Beberapa waktu kemarin, jagad media sosial dipenuhi dengan beberapa topik khas. Salah satunya adalah Jokowi vs Erdogan. Sumbernya sebenarnya sederhana, membandingkan antara pak Jokowi dengan segala kondisi 'nyantai' dan pak Erdogan yang sedang menjadi salah satu nama besar di pentas politik dunia.
Mulailah saling cela terjadi. Dari mencela gaya jalan pak Jokowi, tindakan menghormat yang dinilai konyol, cengiran khasnya yang dianggap tak berwibawa. Disisi lain para pendukung pak Jokowi mencela dan mengungkit berbagai hal dari pak Erdogan. Dari dianggap tidak sopan mendahului tuan rumah, angkuh, sampai ke masalah dalam negeri Turki.
Semakin memperkeruh suasana adalah kelompok kompor. Yang sebenarnya adalah orang-orang dengan agenda mereka sendiri. Tapi dengan suka cita menjadi provokator yang mengadu antara dua kelompok lainnya.
Saya dimana?
Dengan berat hati, saya harus mengatakan saya berada pada posisi yang serba salah.
Saya mendamba seperti banyak orang lain. Pak Jokowi bisa mencitrakan dirinya seperti citra yang ditampilkan Erdogan. Berwibawa, penuh percaya diri, bahkan kalau perlu angkuh sedikit. Terutama dalam acara-acara kenegaraan dan internasional. Rasanya jadi bengong sendiri melihat gaya pak Jokowi yang sering tidak sesuai dengan tempat dan agenda.
Melihat gaya beliau, saya jadi bertanya kemana tim yang mengurusi presiden. Karena setahu saya setingkat istri bupati saja, ada sekolah kepribadian yang harus diikuti. Ada yang mengurusi gayanya karena dia adalah representasi kabupaten, harga diri pak Bupati dan warga. Apalagi ini sekaliber Presiden sebuah negara. Yang bahasa verbal non verbalnya adalah suara bangsa.

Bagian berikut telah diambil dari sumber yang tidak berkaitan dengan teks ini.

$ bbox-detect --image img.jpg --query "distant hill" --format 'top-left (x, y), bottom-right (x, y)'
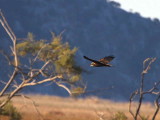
top-left (0, 0), bottom-right (160, 100)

Saya kecewa dengan banyak kebijakan pemerintahan pak Jokowi. Bahkan tak jarang saya bertanya-tanya, apakah ada wabah yang melingkupi istana negara. Karena dengan sangat aneh, banyak mereka yang cerdas berwawasan, mendadak seperti lupa dengan ilmu dan segala pengalaman mereka ketika lama berada di Istana. Bahkan dengan sangat mengejutkan, baru kali ini begitu seringnya pemerintah sangat berbeda pendapat dengan rakyatnya.
Tapi walaupun sejarah mencatat saya termasuk bukan pemilih pak Jokowi saat pilpres, karena pada saat itu saya sama seperti sebagian besar rakyat Indonesia, mencoba memilih (yang adalah hak asasi rakyat manapun), selepas pilpres hasiilnya adalah pak Jokowi-lah presiden saya.
Apapun pilihannya. Hasil pilpres adalah hasil untuk seluruh rakyat. Itu hal yang sering dilupakan. Berbeda pilihan dalam pilpres itu sama wajarnya dengan memiliki hidung yang lubangnya dua dan mengarah ke bawah. Setelah penghitungan suara, disahkan secara hukum. Itulah kenyataannya.
Dan karena ini bukan kontes idola populer. Siapapun pemenangnya punya beban amanah yang sama, hak yang sama , kewajiban yang sama. Dan rakyat, seperti saya, seperti apapun mendambanya memiliki presiden impian seperti siapa, entah itu Erdogan, atau mungkin seperti mantan presiden Uruguay Jose Alberto Mujica Cordano, atau bahkan seperti Umar ibn Khattab. Maka kenyataan yang tak bisa ditolak, bahwa apapun kondisinya Joko Widodo adalah presiden Indonesia.